Implement the MedianFinder class:

• MedianFinder() initializes the MedianFinder object.
• void addNum(int num) adds the integer num from the data stream to the data structure.
• double findMedian() returns the median of all elements so far. Answers within 10-5 of the actual answer will be accepted.

Example 1:

Input
[[], [1], [2], [], [3], []]
Output
[null, null, null, 1.5, null, 2.0]

Explanation
MedianFinder medianFinder = new MedianFinder();
medianFinder.addNum(2);    // arr = [1, 2]
medianFinder.findMedian(); // return 1.5 (i.e., (1 + 2) / 2)
medianFinder.findMedian(); // return 2.0


Constraints:

• -105 <= num <= 105
• There will be at least one element in the data structure before calling findMedian.
• At most 5 * 104 calls will be made to addNum and findMedian.

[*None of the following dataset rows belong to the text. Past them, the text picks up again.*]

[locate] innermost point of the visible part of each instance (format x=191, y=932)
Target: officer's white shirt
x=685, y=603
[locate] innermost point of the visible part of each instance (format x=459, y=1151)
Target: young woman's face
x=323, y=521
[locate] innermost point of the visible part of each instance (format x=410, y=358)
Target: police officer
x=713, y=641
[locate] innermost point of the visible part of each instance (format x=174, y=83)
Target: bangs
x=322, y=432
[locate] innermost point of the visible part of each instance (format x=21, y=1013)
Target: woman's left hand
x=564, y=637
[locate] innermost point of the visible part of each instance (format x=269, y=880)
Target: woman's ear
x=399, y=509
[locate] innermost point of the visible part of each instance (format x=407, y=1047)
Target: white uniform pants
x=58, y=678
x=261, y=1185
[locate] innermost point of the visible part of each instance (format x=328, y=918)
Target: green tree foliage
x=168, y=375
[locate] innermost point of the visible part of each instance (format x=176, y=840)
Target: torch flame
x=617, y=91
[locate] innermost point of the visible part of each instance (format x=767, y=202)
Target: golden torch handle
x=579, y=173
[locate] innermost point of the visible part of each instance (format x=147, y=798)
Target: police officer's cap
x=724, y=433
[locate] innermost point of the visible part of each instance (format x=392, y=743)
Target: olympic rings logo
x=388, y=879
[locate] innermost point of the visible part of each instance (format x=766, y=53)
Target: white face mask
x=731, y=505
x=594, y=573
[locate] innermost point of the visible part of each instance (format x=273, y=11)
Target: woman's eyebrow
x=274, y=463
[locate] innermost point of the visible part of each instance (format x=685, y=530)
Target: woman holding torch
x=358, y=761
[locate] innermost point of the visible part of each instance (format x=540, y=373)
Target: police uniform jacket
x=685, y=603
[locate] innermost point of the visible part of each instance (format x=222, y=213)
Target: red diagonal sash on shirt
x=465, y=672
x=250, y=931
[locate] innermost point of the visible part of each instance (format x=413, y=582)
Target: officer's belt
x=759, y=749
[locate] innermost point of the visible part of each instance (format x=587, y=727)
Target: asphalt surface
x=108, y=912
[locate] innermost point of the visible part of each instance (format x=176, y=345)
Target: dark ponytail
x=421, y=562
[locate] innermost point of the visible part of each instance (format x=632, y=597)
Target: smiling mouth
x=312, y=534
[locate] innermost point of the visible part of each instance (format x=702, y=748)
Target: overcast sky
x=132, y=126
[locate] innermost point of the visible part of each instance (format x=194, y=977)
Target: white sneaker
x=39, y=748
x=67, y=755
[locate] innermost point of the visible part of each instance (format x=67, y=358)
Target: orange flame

• If all integer numbers from the stream are in the range [0, 100], how would you optimize your solution?
• If 99% of all integer numbers from the stream are in the range [0, 100], how would you optimize your solution?

The median is the number in the middle of a sequence table. If the list length is even, the median is the average of the middle two numbers. Design a data structure that supports the following two operations:

• void addNum(int num) - adds an integer from the data stream to the data structure.
• double findMedian() - returns the median of all current elements.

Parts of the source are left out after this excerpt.